Oznacza to, że niektóre grzywny wzrosną czterokrotnie, a przekroczenie prędkości na autostradzie może skutkować karą w wysokości nawet 10 tysięcy funtów.
Planowana podwyżka stawek mandatów i grzywien jest pierwszą tego typu od 1991 roku.
Oto te proponowane zmiany w taryfikatorze brytyjskich mandatów:
· za wykroczenie na poziomie 1 (np. ściganie się motocyklem po drodze publicznej – z 200 na 800 funtów
· za wykroczenie na poziomie 2 (np. jazda motocyklem bez kasku ochronnego) – z 500 na 2 tys. funtów
· za wykroczenie na poziomie 3 (np. awanturowanie się po pijanemu w miejscach publicznych – z 1 tys. na 4 tys. funtów
· za wykroczenie na poziomie 4 (np. przekroczenie prędkości na autostradzie) – z 2,5 tys. do 10 tys. funtów.
Mandaty zależne od dochodów
Proponowane stawki maksymalne nie muszą jednak dotyczyć wszystkich.

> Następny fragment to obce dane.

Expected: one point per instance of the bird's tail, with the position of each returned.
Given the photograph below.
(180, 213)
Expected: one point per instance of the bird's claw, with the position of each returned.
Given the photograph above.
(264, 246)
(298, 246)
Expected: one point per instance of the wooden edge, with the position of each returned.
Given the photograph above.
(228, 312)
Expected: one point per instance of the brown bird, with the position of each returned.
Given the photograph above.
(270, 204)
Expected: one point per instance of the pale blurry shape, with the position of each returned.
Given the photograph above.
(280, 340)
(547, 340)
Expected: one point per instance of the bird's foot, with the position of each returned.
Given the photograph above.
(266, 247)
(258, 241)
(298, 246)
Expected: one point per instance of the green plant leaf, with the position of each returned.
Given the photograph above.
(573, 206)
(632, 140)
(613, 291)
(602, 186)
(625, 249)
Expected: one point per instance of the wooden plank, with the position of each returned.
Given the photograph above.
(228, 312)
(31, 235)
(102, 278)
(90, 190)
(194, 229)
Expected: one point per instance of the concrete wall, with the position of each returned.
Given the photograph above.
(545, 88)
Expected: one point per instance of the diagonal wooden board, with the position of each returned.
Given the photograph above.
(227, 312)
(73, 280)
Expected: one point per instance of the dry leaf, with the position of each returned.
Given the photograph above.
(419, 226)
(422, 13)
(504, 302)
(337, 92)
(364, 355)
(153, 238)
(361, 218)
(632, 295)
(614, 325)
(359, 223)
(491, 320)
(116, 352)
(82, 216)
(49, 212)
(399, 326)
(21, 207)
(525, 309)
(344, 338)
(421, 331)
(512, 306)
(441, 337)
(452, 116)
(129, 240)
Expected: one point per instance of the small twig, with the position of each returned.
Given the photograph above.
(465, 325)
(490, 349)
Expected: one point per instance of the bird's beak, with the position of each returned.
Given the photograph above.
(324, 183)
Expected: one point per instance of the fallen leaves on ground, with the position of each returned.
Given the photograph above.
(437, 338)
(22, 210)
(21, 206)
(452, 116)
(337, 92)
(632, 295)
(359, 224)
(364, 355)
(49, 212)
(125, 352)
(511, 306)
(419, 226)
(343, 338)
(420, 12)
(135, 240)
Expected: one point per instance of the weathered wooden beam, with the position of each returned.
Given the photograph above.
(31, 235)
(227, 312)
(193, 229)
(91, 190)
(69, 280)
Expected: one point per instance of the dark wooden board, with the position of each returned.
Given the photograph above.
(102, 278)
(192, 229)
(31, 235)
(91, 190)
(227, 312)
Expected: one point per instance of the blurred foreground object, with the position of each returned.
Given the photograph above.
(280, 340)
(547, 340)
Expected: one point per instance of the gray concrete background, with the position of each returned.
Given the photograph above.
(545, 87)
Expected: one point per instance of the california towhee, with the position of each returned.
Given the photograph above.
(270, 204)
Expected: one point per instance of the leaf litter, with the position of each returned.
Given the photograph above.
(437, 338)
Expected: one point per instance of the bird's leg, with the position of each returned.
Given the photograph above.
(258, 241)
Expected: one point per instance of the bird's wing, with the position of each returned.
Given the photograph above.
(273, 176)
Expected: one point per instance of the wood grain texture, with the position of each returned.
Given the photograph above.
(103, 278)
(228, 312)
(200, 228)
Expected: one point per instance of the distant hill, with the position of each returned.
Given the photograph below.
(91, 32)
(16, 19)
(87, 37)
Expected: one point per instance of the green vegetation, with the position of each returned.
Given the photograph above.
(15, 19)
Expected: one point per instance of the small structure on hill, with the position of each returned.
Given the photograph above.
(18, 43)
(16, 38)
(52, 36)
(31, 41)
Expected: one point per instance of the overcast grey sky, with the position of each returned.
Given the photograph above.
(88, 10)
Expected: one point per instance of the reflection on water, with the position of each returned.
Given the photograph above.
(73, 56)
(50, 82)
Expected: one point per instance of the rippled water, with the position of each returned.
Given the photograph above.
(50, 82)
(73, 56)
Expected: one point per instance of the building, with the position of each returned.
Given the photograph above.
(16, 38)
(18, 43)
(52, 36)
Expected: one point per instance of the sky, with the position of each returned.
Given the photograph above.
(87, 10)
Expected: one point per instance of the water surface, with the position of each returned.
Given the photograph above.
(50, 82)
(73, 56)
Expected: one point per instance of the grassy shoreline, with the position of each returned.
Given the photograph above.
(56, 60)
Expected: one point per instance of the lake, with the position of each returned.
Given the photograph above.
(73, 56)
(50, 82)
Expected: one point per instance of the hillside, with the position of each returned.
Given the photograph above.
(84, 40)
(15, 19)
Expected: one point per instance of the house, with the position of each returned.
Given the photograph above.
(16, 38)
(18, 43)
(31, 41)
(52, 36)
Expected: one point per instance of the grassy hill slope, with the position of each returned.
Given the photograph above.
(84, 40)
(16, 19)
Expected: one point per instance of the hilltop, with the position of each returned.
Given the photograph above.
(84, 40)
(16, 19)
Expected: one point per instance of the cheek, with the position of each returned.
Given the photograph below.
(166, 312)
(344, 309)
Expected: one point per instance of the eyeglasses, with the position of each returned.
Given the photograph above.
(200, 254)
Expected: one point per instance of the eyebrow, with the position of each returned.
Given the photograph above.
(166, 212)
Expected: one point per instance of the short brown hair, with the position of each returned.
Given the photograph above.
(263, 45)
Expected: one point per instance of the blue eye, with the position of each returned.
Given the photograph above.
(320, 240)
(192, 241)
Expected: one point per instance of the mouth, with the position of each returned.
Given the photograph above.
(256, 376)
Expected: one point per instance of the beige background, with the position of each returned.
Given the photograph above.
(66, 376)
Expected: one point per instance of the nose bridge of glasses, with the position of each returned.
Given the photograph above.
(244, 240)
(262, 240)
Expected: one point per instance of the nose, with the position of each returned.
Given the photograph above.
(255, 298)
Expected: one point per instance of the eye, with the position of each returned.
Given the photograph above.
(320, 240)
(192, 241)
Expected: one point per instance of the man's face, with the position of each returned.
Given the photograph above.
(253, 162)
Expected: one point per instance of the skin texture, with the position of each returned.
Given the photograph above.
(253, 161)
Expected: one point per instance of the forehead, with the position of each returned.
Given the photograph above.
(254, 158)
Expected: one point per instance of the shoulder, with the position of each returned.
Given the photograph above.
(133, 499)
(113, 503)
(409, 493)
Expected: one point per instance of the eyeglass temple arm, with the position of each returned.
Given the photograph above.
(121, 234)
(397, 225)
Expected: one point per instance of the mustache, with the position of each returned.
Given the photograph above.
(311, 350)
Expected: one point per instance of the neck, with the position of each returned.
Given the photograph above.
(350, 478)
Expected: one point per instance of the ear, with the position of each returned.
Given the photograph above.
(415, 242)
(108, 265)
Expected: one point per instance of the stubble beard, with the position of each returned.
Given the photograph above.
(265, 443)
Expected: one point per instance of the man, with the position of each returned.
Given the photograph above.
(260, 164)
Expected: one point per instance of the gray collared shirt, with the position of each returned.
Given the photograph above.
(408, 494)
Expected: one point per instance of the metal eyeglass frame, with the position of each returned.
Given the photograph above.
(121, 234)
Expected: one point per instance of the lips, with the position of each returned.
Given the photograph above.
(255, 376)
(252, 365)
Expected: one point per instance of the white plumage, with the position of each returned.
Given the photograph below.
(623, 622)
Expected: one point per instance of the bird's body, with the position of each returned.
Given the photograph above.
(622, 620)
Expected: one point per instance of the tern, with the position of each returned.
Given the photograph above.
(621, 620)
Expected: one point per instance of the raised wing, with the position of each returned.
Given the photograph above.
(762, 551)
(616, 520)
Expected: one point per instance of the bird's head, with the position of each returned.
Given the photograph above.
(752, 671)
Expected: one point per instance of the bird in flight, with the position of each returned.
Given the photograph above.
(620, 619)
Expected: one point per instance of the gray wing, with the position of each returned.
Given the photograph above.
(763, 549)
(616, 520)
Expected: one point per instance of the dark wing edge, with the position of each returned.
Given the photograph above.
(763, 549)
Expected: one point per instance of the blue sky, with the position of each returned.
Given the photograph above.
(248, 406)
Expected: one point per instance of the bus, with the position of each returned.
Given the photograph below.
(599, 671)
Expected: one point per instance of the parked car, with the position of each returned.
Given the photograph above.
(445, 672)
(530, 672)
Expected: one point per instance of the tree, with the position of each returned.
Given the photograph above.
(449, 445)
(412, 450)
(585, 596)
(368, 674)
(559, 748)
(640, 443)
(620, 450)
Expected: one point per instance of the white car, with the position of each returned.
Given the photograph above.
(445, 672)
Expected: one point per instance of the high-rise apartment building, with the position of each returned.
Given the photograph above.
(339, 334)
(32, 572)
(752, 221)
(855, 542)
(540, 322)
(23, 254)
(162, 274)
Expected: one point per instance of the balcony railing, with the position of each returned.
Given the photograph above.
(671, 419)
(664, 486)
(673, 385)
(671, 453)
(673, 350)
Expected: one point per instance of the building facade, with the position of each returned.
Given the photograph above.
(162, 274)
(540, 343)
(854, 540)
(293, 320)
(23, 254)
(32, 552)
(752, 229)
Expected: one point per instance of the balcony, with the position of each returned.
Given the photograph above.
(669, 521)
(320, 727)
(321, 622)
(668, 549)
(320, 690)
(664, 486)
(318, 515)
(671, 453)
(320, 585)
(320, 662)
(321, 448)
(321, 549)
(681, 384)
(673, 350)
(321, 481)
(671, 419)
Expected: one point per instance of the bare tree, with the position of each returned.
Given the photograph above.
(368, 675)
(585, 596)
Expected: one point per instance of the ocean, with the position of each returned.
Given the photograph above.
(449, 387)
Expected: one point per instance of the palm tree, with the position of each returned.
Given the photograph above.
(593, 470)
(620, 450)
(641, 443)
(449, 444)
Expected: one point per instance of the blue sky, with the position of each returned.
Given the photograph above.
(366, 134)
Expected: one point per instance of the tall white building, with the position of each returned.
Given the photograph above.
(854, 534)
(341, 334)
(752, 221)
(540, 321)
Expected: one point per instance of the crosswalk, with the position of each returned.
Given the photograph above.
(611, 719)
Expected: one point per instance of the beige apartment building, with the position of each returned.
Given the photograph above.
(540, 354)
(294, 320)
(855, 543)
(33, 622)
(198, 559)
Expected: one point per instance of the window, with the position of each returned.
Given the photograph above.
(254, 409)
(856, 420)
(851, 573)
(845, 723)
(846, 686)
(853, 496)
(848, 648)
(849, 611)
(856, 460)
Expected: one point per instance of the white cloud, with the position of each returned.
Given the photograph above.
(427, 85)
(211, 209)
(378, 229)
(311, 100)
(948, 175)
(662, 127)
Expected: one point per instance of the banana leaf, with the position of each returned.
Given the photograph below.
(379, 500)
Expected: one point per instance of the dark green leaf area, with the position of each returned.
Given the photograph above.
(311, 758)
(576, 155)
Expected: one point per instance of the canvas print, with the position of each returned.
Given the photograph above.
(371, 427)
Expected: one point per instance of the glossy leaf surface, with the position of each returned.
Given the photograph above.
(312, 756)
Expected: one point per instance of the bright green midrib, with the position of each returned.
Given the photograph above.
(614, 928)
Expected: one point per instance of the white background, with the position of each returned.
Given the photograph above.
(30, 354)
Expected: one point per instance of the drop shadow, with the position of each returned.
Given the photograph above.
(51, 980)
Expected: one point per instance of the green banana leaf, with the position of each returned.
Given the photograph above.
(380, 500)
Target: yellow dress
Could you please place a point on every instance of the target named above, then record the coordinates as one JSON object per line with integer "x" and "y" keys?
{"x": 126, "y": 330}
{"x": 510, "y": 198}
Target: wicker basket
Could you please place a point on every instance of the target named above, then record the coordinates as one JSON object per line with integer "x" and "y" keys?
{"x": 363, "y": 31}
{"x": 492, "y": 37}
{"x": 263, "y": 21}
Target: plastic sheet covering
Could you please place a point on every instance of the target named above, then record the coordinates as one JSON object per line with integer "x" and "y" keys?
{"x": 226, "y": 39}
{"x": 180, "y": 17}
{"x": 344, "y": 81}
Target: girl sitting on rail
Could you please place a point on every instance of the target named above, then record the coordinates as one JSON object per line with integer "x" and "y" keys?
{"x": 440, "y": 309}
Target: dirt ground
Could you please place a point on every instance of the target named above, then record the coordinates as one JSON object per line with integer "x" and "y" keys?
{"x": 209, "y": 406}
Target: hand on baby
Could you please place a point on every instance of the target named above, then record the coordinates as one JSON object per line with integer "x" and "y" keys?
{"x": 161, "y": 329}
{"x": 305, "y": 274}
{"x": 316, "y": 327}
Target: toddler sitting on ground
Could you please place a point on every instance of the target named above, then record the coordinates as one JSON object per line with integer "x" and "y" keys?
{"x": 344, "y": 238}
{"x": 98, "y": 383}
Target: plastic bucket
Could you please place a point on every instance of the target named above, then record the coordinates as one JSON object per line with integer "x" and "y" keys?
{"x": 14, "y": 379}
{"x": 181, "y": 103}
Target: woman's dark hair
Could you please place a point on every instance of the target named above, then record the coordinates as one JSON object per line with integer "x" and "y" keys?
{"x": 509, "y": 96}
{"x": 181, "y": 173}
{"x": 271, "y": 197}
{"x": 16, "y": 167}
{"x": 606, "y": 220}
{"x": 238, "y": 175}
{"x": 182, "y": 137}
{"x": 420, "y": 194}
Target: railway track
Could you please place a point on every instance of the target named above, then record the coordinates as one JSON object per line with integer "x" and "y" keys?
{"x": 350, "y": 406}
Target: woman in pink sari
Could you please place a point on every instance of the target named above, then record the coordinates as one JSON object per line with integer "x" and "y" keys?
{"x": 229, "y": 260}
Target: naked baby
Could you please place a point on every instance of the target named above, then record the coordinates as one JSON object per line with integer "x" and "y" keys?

W praktyce sądy magistrackie biorą pod uwagę dochody osoby popełniającej wykroczenie i ustalają stosowne kary. Dlatego przeciwnicy podwyżek mówią wprost, że nowe stawki nie wpłyną na postawę osób o niskich zarobkach, za to można je uważać za kolejny podatek od bogatych.
Oprócz kar wymierzanych w sądach kierowcy popełniający wykroczenia powinni liczyć się także z podwyżką cen polisy ubezpieczenia samochodu – w przypadku wyroku skazującego za przekroczenie limitu prędkości na autostradzie cena ubezpieczenia wzrasta nawet o 34%.